The course is designed to equip students with the necessary tools to reflect upon and quantify sustainability performance, a crucial component in research, policymaking, corporate decision making, and reporting. It focuses on introducing the fundamental principles of quantitative sustainability assessment of various production systems, including dynamic carbon modelling and utilizing unexplored side streams along value chains.

Key methodological approaches such as material flow analysis, input-output modelling, life cycle assessment, and carbon dynamics will be covered, with an emphasis on defining functional units, time scales, and system boundaries. Participants will have the freedom to select from these methods to apply to their own data sets, which they are encouraged to bring. This practical application will be facilitated through individual or group problem-oriented projects, employing a variety of analytical tools and methods chosen by the students.

Throughout the course, critical topics such as resource and emission capture, zero waste strategies, and cascade utilization within circular business ecosystems will be explored through interactive lectures and practical applications. This approach fosters an environment of active learning, allowing participants to directly engage with the material and apply what they learn to real-world scenarios.

Participants should have a Master’s degree or equivalent. Proficiency in data analysis with tools such as R, Python, MATLAB, SAS, or Excel is beneficial. A foundational understanding of life cycle thinking or knowledge of LCA is crucial. This background will enable effective engagement with the course’s focus on sustainable resource management and environmental evaluations.

Students who have completed the course will be able to:

Knowledge:

• Understand the principles, requirements, and limitations behind quantitative sustainability assessment methods such as material flow analysis, life cycle assessment (LCA), input-output modeling, and dynamic carbon modeling.
• Grasp the importance of selecting meaningful parameters when defining system boundaries, functional units, and allocation methods.
• Recognize the role of unexplored sidestreams in enhancing sustainability within circular business ecosystems.
  

Skills:

• Apply various quantitative sustainability assessment tools and methods to their own data sets, enhancing their ability to analyze and predict environmental impacts.
• Select appropriate tools and methodologies freely, including selected software or Excel, to address specific research questions in process optimisation, business or policy implications.
• Based on the aim of the assessment, discuss, identify and rank which factors should be included in a sustainability assessment.
• Be able to engage in the public debate about the sustainability of transitions.
  

Competences:

• Describe and discuss quantitative sustainability assessment methods.
• Be able to reflect on how findings of a given sustainability assessment is influenced by the choice of critical parameters such as functional unit, allocation methods, and system boundaries.
• Critically assess and enhance the sustainability of different bioeconomic processes through evaluation techniques.
• Engage effectively in interdisciplinary settings, utilizing their knowledge to contribute to sustainable development goals and circular economy initiatives.
• Implement resource management and systems design strategies to optimize sustainability and efficiency in various bioeconomic contexts.

This course is designed for PhD students engaged in various sectors of the bioeconomy, particularly those from forestry, food science, agriculture, biotechnology, and environmental science.
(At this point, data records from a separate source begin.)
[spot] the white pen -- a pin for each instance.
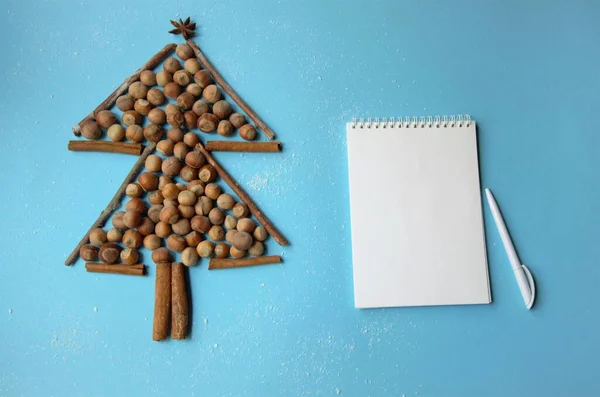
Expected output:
(522, 273)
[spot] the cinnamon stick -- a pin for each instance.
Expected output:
(114, 203)
(244, 197)
(132, 270)
(106, 146)
(231, 263)
(179, 302)
(162, 301)
(229, 90)
(232, 146)
(120, 90)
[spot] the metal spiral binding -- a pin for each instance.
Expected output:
(443, 121)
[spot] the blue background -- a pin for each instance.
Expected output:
(527, 71)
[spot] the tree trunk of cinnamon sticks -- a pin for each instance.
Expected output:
(179, 302)
(162, 301)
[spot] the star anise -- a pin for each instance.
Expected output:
(185, 28)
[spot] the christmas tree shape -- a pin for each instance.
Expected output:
(176, 204)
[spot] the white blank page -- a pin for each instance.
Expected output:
(417, 228)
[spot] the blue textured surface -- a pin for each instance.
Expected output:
(526, 71)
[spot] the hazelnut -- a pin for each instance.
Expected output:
(187, 198)
(148, 180)
(131, 117)
(129, 256)
(116, 132)
(109, 253)
(187, 211)
(222, 250)
(105, 118)
(191, 139)
(190, 119)
(97, 236)
(203, 206)
(146, 227)
(193, 238)
(135, 204)
(125, 103)
(230, 222)
(195, 159)
(157, 116)
(90, 130)
(240, 210)
(171, 65)
(114, 235)
(180, 150)
(216, 233)
(225, 128)
(171, 166)
(161, 255)
(188, 173)
(176, 243)
(213, 191)
(134, 133)
(148, 78)
(230, 235)
(222, 109)
(242, 240)
(132, 219)
(88, 253)
(196, 186)
(260, 233)
(155, 97)
(162, 229)
(192, 65)
(237, 119)
(182, 77)
(172, 90)
(170, 191)
(225, 201)
(203, 78)
(134, 190)
(163, 78)
(165, 147)
(246, 225)
(184, 51)
(194, 89)
(207, 173)
(236, 253)
(138, 90)
(211, 93)
(155, 197)
(117, 220)
(152, 242)
(200, 224)
(153, 132)
(257, 249)
(154, 212)
(153, 163)
(169, 215)
(216, 216)
(142, 106)
(248, 132)
(181, 227)
(175, 119)
(205, 249)
(189, 256)
(200, 107)
(208, 122)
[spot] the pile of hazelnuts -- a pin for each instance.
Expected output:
(196, 102)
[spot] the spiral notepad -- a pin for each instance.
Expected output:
(417, 227)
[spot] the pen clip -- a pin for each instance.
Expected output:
(531, 286)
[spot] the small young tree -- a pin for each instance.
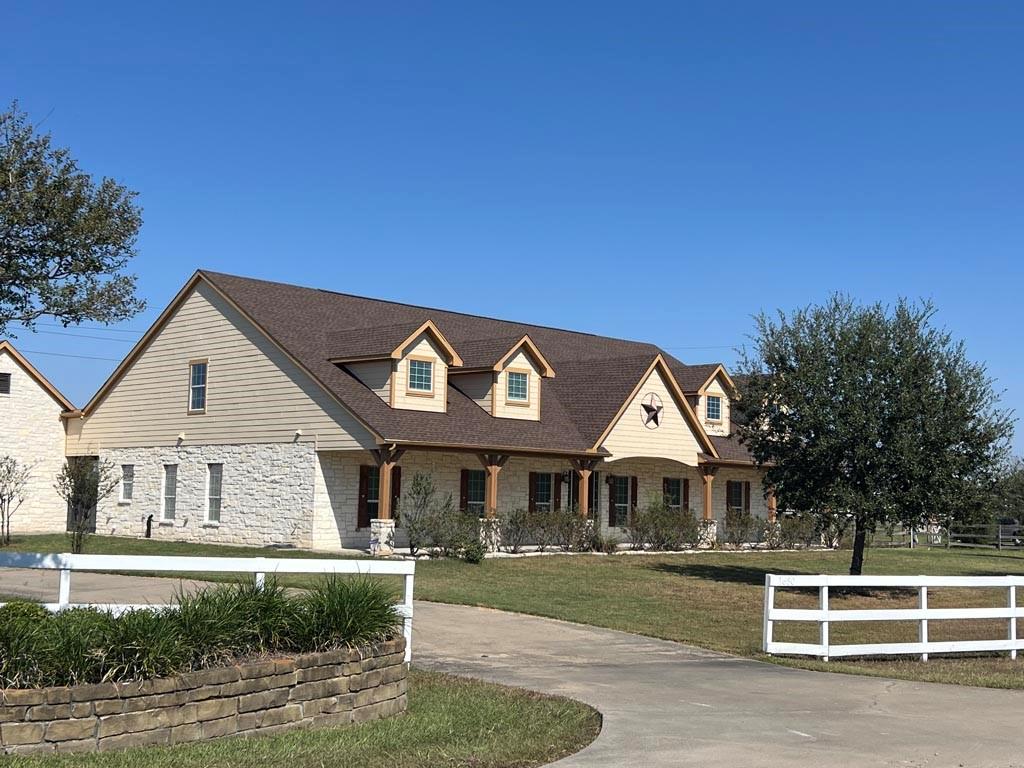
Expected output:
(65, 239)
(13, 481)
(84, 482)
(870, 414)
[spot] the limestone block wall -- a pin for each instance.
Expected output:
(261, 697)
(266, 494)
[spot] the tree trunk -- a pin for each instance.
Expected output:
(859, 540)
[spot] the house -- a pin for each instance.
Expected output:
(32, 432)
(266, 414)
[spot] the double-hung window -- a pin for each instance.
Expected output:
(714, 408)
(127, 482)
(620, 501)
(170, 497)
(421, 377)
(517, 387)
(214, 482)
(197, 386)
(476, 480)
(673, 493)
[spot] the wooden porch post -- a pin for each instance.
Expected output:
(493, 464)
(708, 478)
(386, 459)
(584, 468)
It is ideal for individuals interested in sustainable innovation in resource management and technologies within circular economy implementations across these critical areas. Emphasizing resource and emission capture and utilization, zero waste practices, and cascade utilization strategies, the course prepares students to develop and implement circular business models that optimize resource use and minimize environmental impact.

The course aims to attract a diverse group of students, including those in continuing education programs, who are eager to apply circular economy principles to enhance sustainability in the forest and food sectors, as well as other related bioeconomic fields. This interdisciplinary approach ensures that participants from different backgrounds can contribute to and benefit from the course, fostering a comprehensive understanding of circular bioeconomy and promoting practices that lead to more sustainable and resilient bioeconomic sectors.

The course is conducted through various teaching and learning methods:

Lectures:

To present the fundamentals and applications of quantitative sustainability methods, such as dynamic carbon modeling and life cycle assessment, within the context of circular economy principles.

Exercises:

To train students in applying these methods using a variety of tools, enhancing their practical skills in sustainability analysis.

Case Work:

Students are encouraged to bring their own data sets for problem-oriented projects, applying the learned concepts to real-world scenarios either individually or in collaborative groups.

Discussions and Reflections:

Regular sessions are held to discuss the opportunities and limitations of sustainability assessment, fostering a critical understanding of resource management and systems design within various bioeconomic sectors.

Assessment:

Course participation is assessed based on an individually prepared essay/report outlining the role of sustainability assessment in their own PhD project and how it could be assessed, including pros and cons of the chosen method(s).

Course organisers:

• Professor Lisbeth G. Thygesen, Department for Geosciences and Natural Resource Management
• Professor Marianne Thomsen, Department of Food Science
• Associate Professor Niclas Scott Bentsen, Department for Geosciences and Natural Resource Management

The course will include guest lecture/-s from academia and/or industry, will share practical insights into sustainability and circular bioeconomy, enhancing the applicability of course concepts in real-world settings.